Делать нечего, читать надоело, беседовать с соседями тошно, да и не о чем. Где, что и почему болит — лучше не вспоминать.
Однако нигде так не откровенничают, как в больничных палатах. Будто пытаются разговорами заглушить боль и тревогу за свое будущее. А она, эта вечная тревога, дает знать о себе и в большом и в малом. Обедаешь — не последний ли в жизни этот обед? Куришь — доведется ли еще разок побаловаться ароматным дымком?
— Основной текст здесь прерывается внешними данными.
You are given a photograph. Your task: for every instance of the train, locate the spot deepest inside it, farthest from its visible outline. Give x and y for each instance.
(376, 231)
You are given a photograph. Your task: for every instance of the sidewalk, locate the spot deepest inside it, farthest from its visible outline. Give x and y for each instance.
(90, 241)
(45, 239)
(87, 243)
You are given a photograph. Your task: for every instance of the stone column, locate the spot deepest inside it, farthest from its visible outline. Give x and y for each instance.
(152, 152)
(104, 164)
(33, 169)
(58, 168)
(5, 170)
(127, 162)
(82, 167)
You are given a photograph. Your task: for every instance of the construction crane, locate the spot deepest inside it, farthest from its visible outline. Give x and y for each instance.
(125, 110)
В больнице люди, волей или неволей, всегда и во всем прислушиваются к своему организму. Не повысилось ли, не дай Бог, давление? Не подскочила ли температура? Ровно бьется сердце или — с перебоями?
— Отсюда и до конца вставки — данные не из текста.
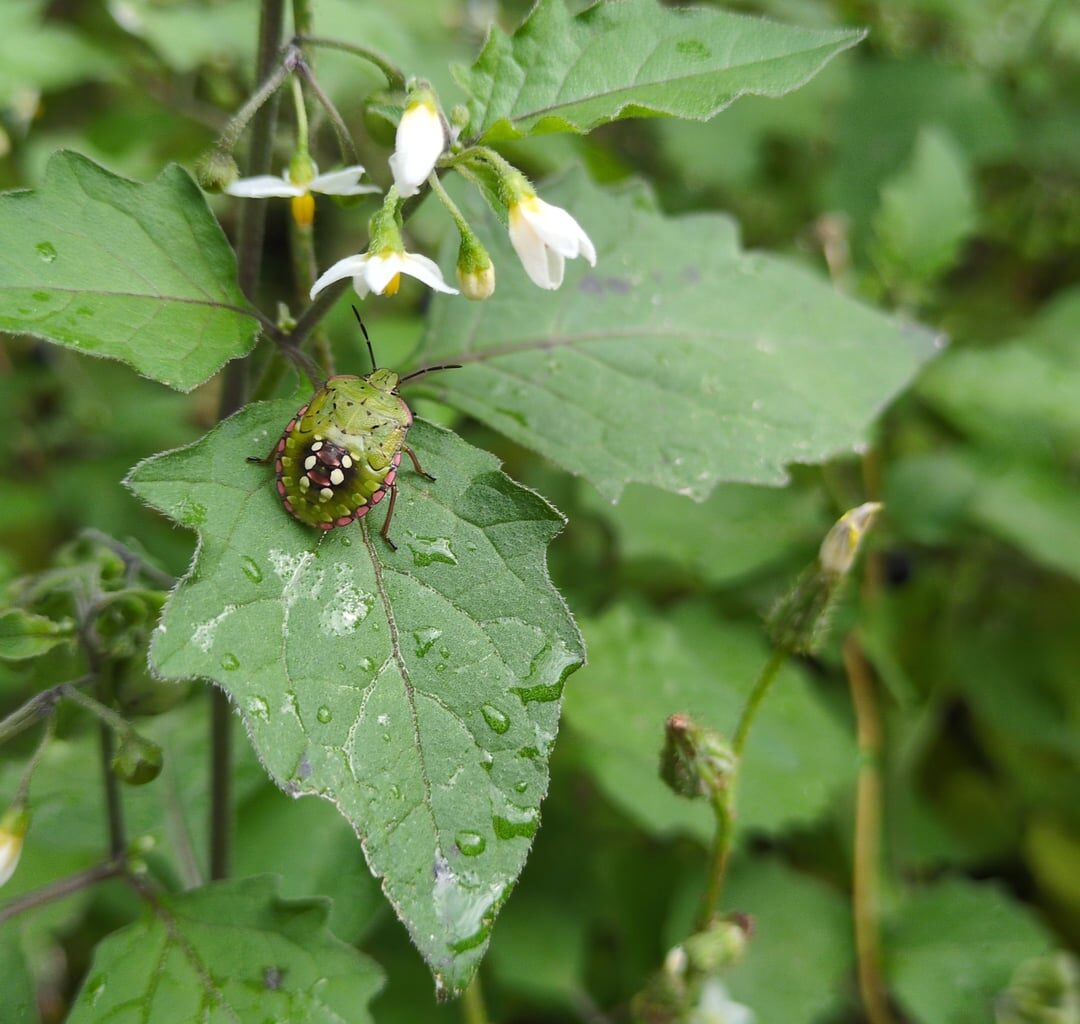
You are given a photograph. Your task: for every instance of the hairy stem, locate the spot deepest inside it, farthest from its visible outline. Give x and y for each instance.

Чуткий организм немедленно реагирует на излишнюю заботу. То внезапно заболит спина — почки разыгрались. То заколет в сердце. То становится трудно дышать. Не забыть сказать врачу о тревожных симптомах!
Короче говоря, лечение дома — одно, в больнице — совсем другое. Не зря мудрая моя мать ни за что не хотела ложиться в стационар и отца не пускала…
Меня спасало от мыслей о болезнях — настоящих и мнимых — стремление поскорей «раскрыть» сопалатников, выявить их внутреннее содержание, подстеречь момент, когда они невзначай раскроются.
Но постоянное напряжение приводило к головным болям. Приходилось выпрашивать у дежурных сестер анальгин. Расслабляться ни в коем случае нельзя — каждое произнесенное в палате слово, каждый взгляд могли иметь второй, третий смысл…
Фарид лечился от язв на ногах. Петро — от болей в спине. Серега — тоже от каких-то болей.
Пока что операция грозила Алексею Федоровичу. У остальных, исключая меня и Фарида, она, если и состоится, то в далеком 6удущем.
Судя по немногословным указаниям лечащего врача. Фариду, по-моему, хирургия вообще не угрожает. Язвы ножом не лечат.
Ходить парню трудно, но он делает вид, что все это чепуха, недостойная настоящего мужчины! Когда Гену вызывают на перевязки или в ординаторскую, или он захочет в туалет, Фарид внешне легко с неизменной улыбкой на пухлых розовых губах поднимает безногого, переносит на каталку и торжественно везет по коридорному «проспекту».
Еще и шутит при этом:
— Персональный дядька у тебя! Как у царевича-королевича, да?
А в глазах, спрятанная за напускным весельем, колышется боль…
— Нельзя же ему поднимать тяжести? — однажды возмутился я, когда Фарид повез Гену в туалет. — Где сестры, санитарки?
Алексей Федорович по обыкновению презрительно плюнул мимо специально подставленной плевательницы.
— Наивен ты, батя, не по возрасту. Будто ощипанный петух, мечтающий закукарекать… Сколь платят санитаркам, ведомо?… То-то и оно. Выносить утки и судна с дерьмом, возить калек-идиотов туда-сюда, высаживать, с унитаза снимать — кому хочется задарма?
Предположим, я наивен. Сам знаю — живу старыми обычаями, заполненными человеколюбием и презрением к деньгам… Но Гена — представитель нового поколения, культурный человек — он-то должен понимать несуразность такого положения! Почему не протестует, не требует от администрации больницы предоставления инвалиду положенных по закону услуг?
Слава Богу, бухгалтер не слышит моего возмущения, не фыркает презрительно. У любого человека имеется самолюбие — у одного больше, у другого меньше. Наживать болезненные синяки на своём, не собираюсь.
Кроме того, по сердцу больно царапнула фраза о калеках — идиотах. Надо бы промолчать, дать возможность куряке выговориться до конца. Не стерпел.